Otrzymano: Maj 24, 2017
Zaakceptowano: Wrzesień 24, 2017
Opublikowano online: 2017-12-03
Pollution and environment
Antimony (Sb), gallium (Ga), and indium (In) compounds are released into the aquatic environment during manufacturing processes such as wafer processing, epitaxy, and cleaning operations in making high-speed semiconductor and light emitting diodes (LEDs). In certain cases, it is possible that significant levels of these compounds are continually being discharged into aquatic environments, which could increase the hazardous effects.
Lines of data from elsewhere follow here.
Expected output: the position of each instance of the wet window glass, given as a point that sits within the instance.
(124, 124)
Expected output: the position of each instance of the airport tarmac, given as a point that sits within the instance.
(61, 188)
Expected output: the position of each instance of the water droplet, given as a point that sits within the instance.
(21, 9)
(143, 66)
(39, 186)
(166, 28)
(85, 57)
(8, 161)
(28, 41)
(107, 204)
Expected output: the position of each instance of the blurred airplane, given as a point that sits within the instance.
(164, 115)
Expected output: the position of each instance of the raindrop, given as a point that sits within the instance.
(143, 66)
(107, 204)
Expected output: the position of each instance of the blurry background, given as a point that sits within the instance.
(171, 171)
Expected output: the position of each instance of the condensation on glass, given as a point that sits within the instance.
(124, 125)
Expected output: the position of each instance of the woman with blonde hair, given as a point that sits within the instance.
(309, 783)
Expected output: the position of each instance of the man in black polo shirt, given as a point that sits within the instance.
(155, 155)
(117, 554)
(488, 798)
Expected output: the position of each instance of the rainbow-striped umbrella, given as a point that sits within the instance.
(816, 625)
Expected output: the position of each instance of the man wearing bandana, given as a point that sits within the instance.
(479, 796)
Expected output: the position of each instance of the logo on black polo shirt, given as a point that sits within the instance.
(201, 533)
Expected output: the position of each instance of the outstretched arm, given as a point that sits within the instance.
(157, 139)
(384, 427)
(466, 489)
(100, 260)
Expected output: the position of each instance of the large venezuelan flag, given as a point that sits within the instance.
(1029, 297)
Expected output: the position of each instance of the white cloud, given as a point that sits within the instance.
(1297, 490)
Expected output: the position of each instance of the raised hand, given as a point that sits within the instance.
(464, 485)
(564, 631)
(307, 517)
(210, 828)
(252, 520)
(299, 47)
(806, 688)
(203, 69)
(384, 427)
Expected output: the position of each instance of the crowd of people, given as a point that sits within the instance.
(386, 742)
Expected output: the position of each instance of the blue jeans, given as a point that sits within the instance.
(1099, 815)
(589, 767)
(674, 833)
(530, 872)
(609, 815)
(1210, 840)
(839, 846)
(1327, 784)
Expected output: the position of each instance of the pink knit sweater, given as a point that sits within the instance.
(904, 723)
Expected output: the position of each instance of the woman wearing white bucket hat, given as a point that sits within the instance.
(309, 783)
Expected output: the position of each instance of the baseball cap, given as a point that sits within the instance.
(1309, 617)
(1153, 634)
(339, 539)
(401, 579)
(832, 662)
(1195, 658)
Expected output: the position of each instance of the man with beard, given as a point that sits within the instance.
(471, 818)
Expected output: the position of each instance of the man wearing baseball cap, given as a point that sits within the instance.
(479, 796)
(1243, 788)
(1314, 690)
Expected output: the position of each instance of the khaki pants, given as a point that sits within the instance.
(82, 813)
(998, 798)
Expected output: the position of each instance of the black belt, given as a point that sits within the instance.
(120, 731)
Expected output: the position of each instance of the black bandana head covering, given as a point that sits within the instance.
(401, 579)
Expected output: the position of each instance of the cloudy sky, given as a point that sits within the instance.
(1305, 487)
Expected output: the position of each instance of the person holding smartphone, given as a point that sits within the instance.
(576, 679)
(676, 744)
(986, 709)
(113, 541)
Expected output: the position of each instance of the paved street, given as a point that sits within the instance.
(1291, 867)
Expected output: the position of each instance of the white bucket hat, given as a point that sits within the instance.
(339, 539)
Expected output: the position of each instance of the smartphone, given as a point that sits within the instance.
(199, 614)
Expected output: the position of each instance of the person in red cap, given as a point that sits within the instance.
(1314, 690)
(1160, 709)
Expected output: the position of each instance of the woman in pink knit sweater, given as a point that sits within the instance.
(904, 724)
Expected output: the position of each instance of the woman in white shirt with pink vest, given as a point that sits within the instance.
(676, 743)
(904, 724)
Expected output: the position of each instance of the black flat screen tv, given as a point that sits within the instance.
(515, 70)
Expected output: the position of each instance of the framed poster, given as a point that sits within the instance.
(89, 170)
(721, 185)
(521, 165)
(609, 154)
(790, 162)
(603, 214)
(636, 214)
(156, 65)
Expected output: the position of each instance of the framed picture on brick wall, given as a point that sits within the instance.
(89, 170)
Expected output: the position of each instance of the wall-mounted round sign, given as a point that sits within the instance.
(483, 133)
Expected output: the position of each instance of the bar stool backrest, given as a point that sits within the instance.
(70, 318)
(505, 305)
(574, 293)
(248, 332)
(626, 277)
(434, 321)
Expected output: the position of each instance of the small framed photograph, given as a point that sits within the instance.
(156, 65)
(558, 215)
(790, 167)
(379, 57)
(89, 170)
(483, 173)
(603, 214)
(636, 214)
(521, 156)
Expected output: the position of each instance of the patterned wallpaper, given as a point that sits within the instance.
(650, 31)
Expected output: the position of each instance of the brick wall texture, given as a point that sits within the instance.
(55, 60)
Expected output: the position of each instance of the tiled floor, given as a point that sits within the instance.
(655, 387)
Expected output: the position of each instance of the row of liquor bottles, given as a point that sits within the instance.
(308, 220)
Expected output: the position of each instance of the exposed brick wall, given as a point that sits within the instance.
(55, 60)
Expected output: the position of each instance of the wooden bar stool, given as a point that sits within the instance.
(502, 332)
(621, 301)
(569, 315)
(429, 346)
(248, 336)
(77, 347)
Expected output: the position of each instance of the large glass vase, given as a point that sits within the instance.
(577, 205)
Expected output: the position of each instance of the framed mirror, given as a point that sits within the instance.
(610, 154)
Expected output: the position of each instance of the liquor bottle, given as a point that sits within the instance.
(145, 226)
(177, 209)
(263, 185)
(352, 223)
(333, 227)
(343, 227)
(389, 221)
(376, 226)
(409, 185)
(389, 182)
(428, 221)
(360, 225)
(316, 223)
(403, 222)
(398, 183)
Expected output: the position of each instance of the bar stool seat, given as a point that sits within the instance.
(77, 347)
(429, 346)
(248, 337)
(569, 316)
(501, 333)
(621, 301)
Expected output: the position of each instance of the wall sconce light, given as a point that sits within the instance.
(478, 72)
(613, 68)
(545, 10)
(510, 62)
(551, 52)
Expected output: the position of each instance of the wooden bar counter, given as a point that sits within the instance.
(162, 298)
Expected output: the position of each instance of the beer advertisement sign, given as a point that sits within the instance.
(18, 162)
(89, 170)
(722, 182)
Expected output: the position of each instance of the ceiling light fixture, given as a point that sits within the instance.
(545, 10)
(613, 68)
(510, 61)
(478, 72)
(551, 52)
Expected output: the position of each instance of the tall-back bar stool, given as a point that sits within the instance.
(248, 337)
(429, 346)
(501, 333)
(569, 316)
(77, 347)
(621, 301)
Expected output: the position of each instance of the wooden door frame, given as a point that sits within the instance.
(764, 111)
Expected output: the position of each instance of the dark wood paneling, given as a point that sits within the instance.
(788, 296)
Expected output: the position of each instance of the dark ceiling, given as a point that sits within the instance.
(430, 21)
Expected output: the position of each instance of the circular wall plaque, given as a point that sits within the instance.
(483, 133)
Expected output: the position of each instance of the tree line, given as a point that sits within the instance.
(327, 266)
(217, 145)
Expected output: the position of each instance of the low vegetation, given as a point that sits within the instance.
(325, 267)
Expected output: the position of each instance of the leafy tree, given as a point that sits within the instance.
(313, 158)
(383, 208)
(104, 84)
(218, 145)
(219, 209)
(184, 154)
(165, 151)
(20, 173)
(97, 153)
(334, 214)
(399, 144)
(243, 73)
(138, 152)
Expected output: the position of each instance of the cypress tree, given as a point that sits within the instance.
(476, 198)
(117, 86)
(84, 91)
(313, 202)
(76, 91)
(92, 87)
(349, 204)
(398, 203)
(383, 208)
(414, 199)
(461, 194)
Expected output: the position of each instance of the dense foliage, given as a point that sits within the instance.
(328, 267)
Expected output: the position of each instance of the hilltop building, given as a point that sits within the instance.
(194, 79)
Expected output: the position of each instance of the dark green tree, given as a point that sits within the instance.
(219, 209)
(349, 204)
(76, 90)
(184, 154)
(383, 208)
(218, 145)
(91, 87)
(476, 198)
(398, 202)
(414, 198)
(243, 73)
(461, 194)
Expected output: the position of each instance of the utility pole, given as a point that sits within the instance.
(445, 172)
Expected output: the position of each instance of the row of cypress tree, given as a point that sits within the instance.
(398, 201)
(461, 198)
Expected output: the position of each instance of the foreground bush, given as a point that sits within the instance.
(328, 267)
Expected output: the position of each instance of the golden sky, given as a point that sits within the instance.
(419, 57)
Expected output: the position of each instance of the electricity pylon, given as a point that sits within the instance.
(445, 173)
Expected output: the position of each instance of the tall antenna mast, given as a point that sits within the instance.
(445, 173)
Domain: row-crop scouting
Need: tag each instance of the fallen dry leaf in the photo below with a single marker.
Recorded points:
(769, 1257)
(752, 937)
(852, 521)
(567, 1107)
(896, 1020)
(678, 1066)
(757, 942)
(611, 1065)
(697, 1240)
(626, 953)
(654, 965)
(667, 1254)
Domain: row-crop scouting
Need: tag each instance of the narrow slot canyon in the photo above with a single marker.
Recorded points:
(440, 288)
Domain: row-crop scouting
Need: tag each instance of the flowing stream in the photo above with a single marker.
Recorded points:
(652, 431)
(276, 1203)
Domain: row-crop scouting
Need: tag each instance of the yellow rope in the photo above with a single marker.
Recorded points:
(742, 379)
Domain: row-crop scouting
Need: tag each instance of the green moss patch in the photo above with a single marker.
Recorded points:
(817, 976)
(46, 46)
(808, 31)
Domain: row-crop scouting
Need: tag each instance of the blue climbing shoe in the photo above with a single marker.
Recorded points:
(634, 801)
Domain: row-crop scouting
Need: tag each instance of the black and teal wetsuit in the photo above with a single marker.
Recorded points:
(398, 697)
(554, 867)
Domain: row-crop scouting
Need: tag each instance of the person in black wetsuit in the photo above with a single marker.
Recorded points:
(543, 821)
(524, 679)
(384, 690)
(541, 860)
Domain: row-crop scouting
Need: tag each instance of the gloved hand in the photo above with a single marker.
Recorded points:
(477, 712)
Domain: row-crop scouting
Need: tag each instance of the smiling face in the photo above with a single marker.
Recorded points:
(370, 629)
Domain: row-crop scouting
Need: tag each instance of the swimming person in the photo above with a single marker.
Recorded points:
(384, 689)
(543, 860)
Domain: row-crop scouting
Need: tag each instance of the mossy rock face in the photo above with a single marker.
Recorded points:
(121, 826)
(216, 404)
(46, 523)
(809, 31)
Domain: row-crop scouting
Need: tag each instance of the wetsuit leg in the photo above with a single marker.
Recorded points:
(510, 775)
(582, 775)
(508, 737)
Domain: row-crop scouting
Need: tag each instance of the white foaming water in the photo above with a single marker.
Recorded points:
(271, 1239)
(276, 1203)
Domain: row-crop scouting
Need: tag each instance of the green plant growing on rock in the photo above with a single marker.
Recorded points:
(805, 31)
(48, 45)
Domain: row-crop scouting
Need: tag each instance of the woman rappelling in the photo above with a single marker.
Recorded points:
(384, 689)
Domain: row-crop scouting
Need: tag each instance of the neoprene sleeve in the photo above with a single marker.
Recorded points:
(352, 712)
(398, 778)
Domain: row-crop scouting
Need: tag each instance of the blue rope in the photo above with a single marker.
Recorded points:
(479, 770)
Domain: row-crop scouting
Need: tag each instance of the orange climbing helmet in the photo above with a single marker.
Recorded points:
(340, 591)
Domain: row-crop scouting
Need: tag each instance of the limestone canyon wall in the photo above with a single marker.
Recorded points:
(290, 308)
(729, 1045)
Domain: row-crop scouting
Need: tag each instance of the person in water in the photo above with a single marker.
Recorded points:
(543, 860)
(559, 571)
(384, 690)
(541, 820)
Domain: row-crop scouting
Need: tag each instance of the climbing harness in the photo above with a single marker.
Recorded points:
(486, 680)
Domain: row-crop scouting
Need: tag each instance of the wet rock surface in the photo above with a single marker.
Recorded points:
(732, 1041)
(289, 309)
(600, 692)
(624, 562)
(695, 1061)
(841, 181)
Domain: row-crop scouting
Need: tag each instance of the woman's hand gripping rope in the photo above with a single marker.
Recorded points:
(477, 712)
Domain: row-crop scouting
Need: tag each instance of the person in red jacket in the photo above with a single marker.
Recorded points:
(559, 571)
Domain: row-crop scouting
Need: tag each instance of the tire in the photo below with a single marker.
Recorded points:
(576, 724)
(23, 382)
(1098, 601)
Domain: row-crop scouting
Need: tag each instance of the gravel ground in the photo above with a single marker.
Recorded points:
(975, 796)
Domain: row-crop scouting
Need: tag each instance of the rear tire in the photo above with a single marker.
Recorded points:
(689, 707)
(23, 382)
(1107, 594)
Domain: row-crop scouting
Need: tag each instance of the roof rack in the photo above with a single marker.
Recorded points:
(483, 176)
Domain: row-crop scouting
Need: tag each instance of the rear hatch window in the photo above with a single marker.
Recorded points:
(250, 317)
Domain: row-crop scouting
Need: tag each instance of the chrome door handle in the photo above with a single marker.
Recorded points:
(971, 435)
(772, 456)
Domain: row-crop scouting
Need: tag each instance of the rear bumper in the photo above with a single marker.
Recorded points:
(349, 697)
This study was conducted to determine adverse effects of antimony, gallium, and indium on a teleost model and a native fish species. Acute toxicity tests and the median lethal concentration (LC50) could provide objective information for establishing water quality criteria for certain toxic substances. We discussed the acute toxic effects of antimony, gallium, and indium on zebrafish (Danio rerio) and rosy bitterling (Rhodeus ocellatus). The 96-h 50% lethal concentration (LC50) values of antimony ranged within 2.46~5.87 mg l-1for D. rerio, and 4.09~10.85 mg l-1 for R. ocellatus. With regard to gallium toxicity, the 96-h LC50 values ranged within 7.25~11.42 mg l-1 for D. rerio, and 9.47~12.11 mg l-1 for R. ocellatus. The 96-h LC50 values of indium ranged within 12.84~18.35 mg l-1 for D. rerio, and 12.28~15.95 mg l-1 for R. ocellatus. The toxicity of antimony was higher than that of gallium and indium metal compounds toward both the teleost model (D. rerio) and the native fish (R. ocellatus). Comparing the antimony and gallium toxicity tolerance of D. rerio with those of R. ocellatus when exposed to these metals, it is obvious that D. rerio is more sensitive than R. ocellatus.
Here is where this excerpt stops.